Here is my latest Russian Olive bowl my first was in 2011.

I have one coat of "waterlox" as the finish and will recoat tomorrow.








In the center is a large knot that I stabilized with CA glue. The bowl is about 9" dia and 3 1/2" tall.


----------



## guglipm63 (Feb 27, 2013)

Nice. I like the grain pattern of the wood too


----------



## sawdustfactory (Jan 30, 2011)

Sweet piece of wood.


----------



## Tilaran (Dec 22, 2012)

WOW. Do you know the botanical name of that tree ? I gotsta have summa that !


----------



## Dominick (May 2, 2011)

Looks nice. I like the grain.


----------



## knika (Jan 15, 2012)

Tilaran it is: Elaeagnus angustifolia and from what I can tell they do not want it in Costa Rica.


----------



## Bob Willing (Jul 4, 2008)

Tilaran said:


> WOW. Do you know the botanical name of that tree ? I gotsta have summa that !


Try these out

http://voices.yahoo.com/russian-olive-trees-why-all-fuss-4590195.html?cat=32 

http://en.wikipedia.org/wiki/Elaeagnus_angustifolia

According to these articles it is considered a weed.


----------



## Bob Willing (Jul 4, 2008)

Dominick said:


> Looks nice. I like the grain.


One thing I like about the grain is after sanding the darker figures sand away more than the light and as you run your finger across the surface it feels like a wave. I got my two pieces at our turning club raffle which we have every meeting. Members bring pieces of wood or something related to turning and we pay $2.00 to get in on the raffle.
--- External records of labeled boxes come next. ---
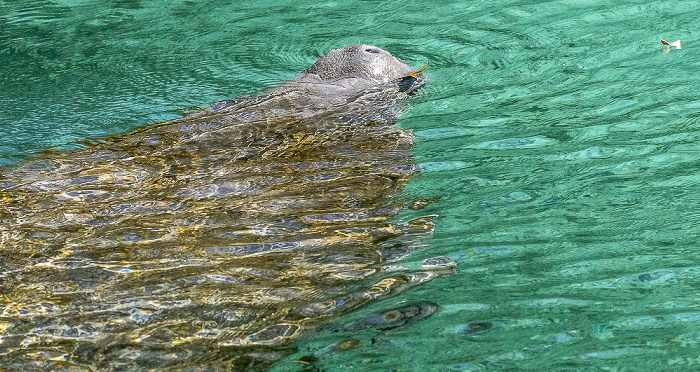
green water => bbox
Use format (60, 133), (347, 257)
(0, 0), (700, 371)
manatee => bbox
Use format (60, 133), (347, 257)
(0, 45), (434, 370)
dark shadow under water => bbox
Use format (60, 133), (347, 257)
(0, 87), (442, 370)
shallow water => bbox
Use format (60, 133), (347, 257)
(0, 0), (700, 370)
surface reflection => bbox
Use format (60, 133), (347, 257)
(0, 62), (436, 369)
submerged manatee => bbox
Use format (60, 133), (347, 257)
(0, 45), (433, 369)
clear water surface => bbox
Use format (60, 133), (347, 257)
(0, 0), (700, 371)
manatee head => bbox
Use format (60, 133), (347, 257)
(274, 44), (427, 95)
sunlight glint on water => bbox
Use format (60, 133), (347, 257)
(0, 1), (700, 371)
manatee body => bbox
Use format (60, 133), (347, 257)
(0, 45), (433, 369)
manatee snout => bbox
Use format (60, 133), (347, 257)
(279, 44), (427, 95)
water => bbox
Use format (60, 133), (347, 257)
(0, 1), (700, 371)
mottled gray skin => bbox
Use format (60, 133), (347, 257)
(210, 44), (427, 121)
(0, 45), (437, 370)
(275, 44), (414, 97)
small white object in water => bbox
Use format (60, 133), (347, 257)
(661, 39), (681, 53)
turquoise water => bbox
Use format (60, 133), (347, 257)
(0, 0), (700, 371)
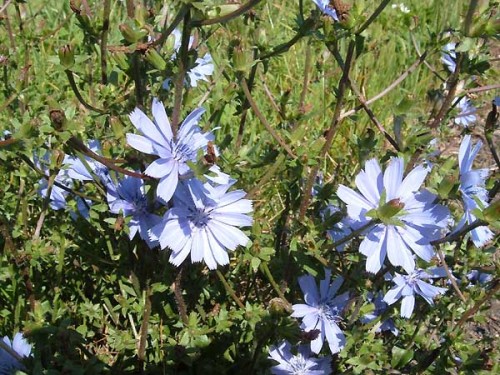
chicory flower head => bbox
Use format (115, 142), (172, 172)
(292, 269), (349, 354)
(455, 135), (494, 247)
(384, 267), (447, 318)
(0, 332), (31, 374)
(150, 179), (252, 269)
(313, 0), (339, 21)
(337, 158), (449, 273)
(127, 98), (214, 202)
(269, 341), (332, 375)
(107, 176), (161, 248)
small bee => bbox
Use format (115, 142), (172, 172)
(204, 141), (217, 166)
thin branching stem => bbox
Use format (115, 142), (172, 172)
(191, 0), (262, 27)
(241, 78), (296, 159)
(260, 262), (292, 309)
(356, 0), (391, 34)
(299, 40), (355, 221)
(65, 69), (108, 115)
(215, 269), (245, 309)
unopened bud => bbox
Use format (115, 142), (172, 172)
(59, 44), (75, 69)
(145, 48), (167, 71)
(118, 23), (148, 43)
(111, 52), (130, 71)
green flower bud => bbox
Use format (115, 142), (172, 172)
(377, 198), (405, 221)
(118, 22), (148, 43)
(145, 48), (167, 70)
(59, 44), (75, 69)
(111, 51), (130, 71)
(483, 200), (500, 228)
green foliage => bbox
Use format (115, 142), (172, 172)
(0, 0), (500, 374)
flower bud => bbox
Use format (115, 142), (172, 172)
(378, 198), (405, 220)
(145, 48), (167, 70)
(118, 22), (148, 43)
(111, 51), (130, 71)
(59, 44), (75, 69)
(483, 200), (500, 227)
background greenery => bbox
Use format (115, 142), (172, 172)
(0, 0), (499, 374)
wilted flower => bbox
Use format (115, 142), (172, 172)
(359, 292), (399, 336)
(455, 135), (493, 247)
(0, 332), (31, 375)
(392, 3), (410, 13)
(292, 269), (349, 354)
(127, 98), (213, 202)
(455, 96), (477, 128)
(384, 267), (447, 318)
(337, 158), (449, 273)
(313, 0), (339, 21)
(107, 176), (161, 248)
(269, 341), (332, 375)
(150, 179), (252, 269)
(441, 43), (457, 73)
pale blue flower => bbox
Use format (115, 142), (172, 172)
(359, 292), (399, 336)
(384, 267), (447, 318)
(322, 204), (352, 252)
(441, 43), (457, 73)
(107, 176), (161, 248)
(269, 341), (332, 375)
(337, 158), (449, 273)
(127, 98), (214, 202)
(455, 135), (494, 247)
(292, 269), (349, 354)
(150, 179), (252, 269)
(455, 96), (477, 128)
(0, 332), (31, 375)
(313, 0), (339, 21)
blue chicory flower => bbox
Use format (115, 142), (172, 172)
(384, 267), (447, 318)
(455, 96), (477, 128)
(0, 332), (31, 375)
(107, 176), (161, 248)
(127, 98), (214, 202)
(269, 341), (332, 375)
(337, 158), (449, 273)
(455, 135), (494, 247)
(441, 43), (457, 73)
(292, 269), (349, 354)
(150, 179), (252, 269)
(312, 0), (339, 21)
(359, 292), (399, 336)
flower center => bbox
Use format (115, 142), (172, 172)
(188, 208), (210, 228)
(289, 354), (308, 375)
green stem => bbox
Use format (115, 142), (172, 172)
(215, 269), (245, 309)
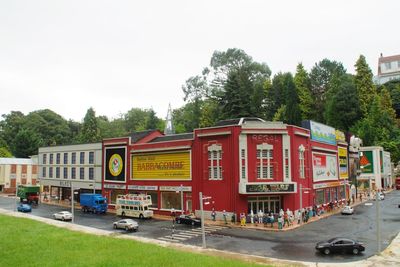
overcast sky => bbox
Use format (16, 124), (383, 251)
(0, 0), (400, 121)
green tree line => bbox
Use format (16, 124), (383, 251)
(0, 48), (400, 162)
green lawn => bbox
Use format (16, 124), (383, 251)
(0, 215), (272, 267)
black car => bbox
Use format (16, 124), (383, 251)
(315, 237), (365, 255)
(175, 214), (201, 226)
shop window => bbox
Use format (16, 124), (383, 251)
(299, 145), (305, 179)
(208, 144), (223, 180)
(89, 168), (94, 180)
(256, 143), (274, 179)
(89, 151), (94, 164)
(161, 192), (181, 210)
(79, 168), (85, 180)
(79, 152), (85, 164)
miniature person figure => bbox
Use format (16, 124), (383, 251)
(258, 210), (264, 223)
(278, 216), (283, 230)
(211, 208), (217, 222)
(222, 210), (228, 224)
(240, 212), (246, 226)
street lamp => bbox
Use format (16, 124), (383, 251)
(299, 184), (311, 223)
(199, 192), (211, 248)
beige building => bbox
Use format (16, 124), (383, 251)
(0, 156), (38, 193)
Another invasive species is buck thorn it also has a very interesting grain which a member of our turning club makes what are called weed pots don't get excited the weeds are dried wild flowers, and he sells them to flower shop.


----------



## Dominick (May 2, 2011)

Bob Willing said:


> One thing I like about the grain is after sanding the darker figures sand away more than the light and as you run your finger across the surface it feels like a wave. I got my two pieces at our turning club raffle which we have every meeting. Members bring pieces of wood or something related to turning and we pay $2.00 to get in on the raffle.
> 
> Another invasive species is buck thorn it also has a very interesting grain which a member of our turning club makes what are called weed pots don't get excited the weeds are dried wild flowers, and he sells them to flower shop.


That's sweet!!!!
Got a lot of buckthorn around here. It's one of the hottest burning woods BTU. 
BTW I just notice your in the U.P. what part?


----------



## Bob Willing (Jul 4, 2008)

Live near Crystal Falls, MI just west of Alpha.


----------



## Dominick (May 2, 2011)

Bob Willing said:


> Live near Crystal Falls, MI just west of Alpha.
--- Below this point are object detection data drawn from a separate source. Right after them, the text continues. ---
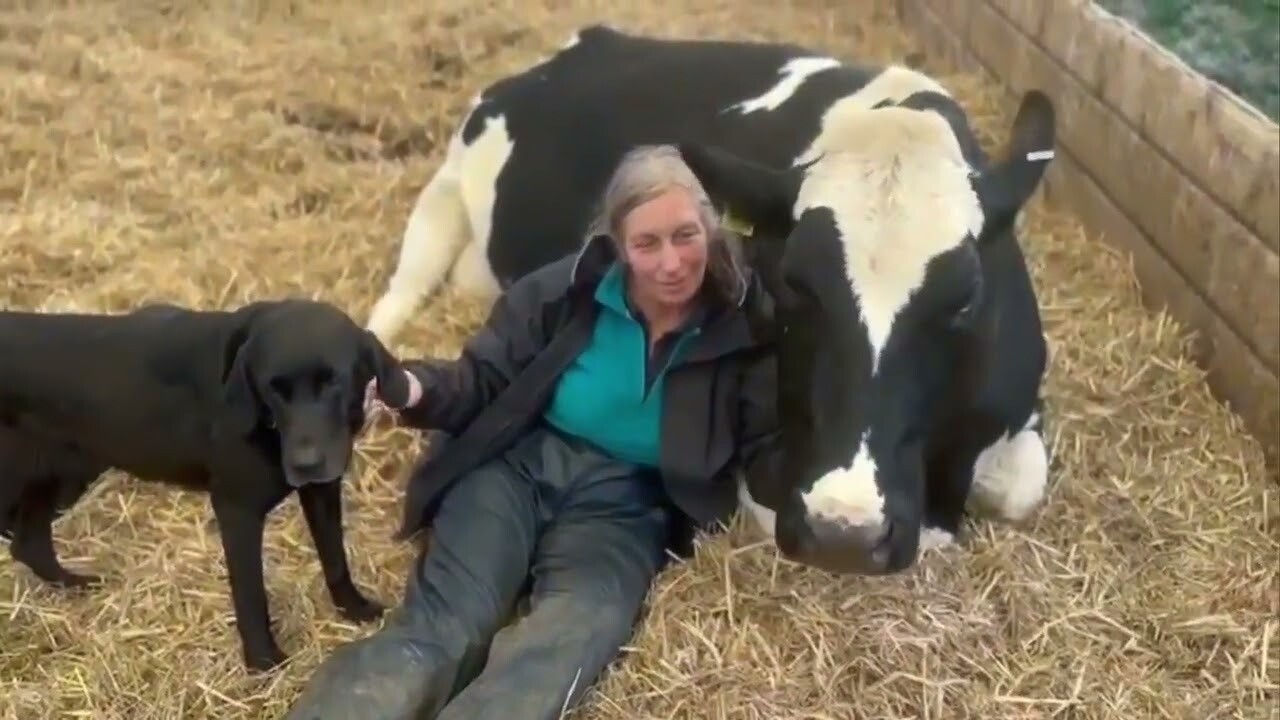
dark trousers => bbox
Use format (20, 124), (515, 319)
(287, 429), (671, 720)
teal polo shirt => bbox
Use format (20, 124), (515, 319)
(544, 265), (701, 468)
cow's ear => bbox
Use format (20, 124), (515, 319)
(677, 142), (804, 240)
(974, 90), (1055, 237)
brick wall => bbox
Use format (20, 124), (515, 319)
(897, 0), (1280, 464)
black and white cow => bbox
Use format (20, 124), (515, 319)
(369, 26), (1055, 574)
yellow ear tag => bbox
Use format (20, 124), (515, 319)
(721, 210), (755, 238)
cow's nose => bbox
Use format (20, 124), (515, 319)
(778, 515), (893, 575)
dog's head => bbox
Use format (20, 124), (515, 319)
(221, 300), (408, 487)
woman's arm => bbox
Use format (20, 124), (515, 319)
(399, 263), (568, 434)
(737, 352), (782, 506)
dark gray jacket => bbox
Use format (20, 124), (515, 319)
(398, 237), (780, 548)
Nice!!!! I have a cabin in iron river. 
Off FF hwy 16, 10miles south of Kenton. I'm going up there for memorial weekend.


----------



## ghost5 (Aug 19, 2012)

I just traded for about a dozen pieces of that. It doesn't grow here as far as I know. Love the grain,


----------



## Tilaran (Dec 22, 2012)

knika said:


> Tilaran it is: Elaeagnus angustifolia and from what I can tell they do not want it in Costa Rica.


After a little study I can see why ! Thanks for the reply.I'm gonna contact a few people on that side of the pond and see if I can get some slices for chefs knife handles.


----------



## ghost5 (Aug 19, 2012)

Tilaran said:


> After a little study I can see why ! Thanks for the reply.I'm gonna contact a few people on that side of the pond and see if I can get some slices for chefs knife handles.


Check on http://woodbarter.com there is usually some listed or you can put a post in the want to buy section.


----------



## firehawkmph (Apr 26, 2008)

Very nice bowl Bob,
really nice grain. 
Mike Hawkins


----------



## Hwood (Oct 21, 2011)

Looks great


----------



## d.frana (Dec 15, 2010)

Looks great. Is the wood that dark naturally or did you stain or dye it?


----------



## Bob Willing (Jul 4, 2008)

It is slightly lighter the camera made it look darker. I just used waterlox.


----------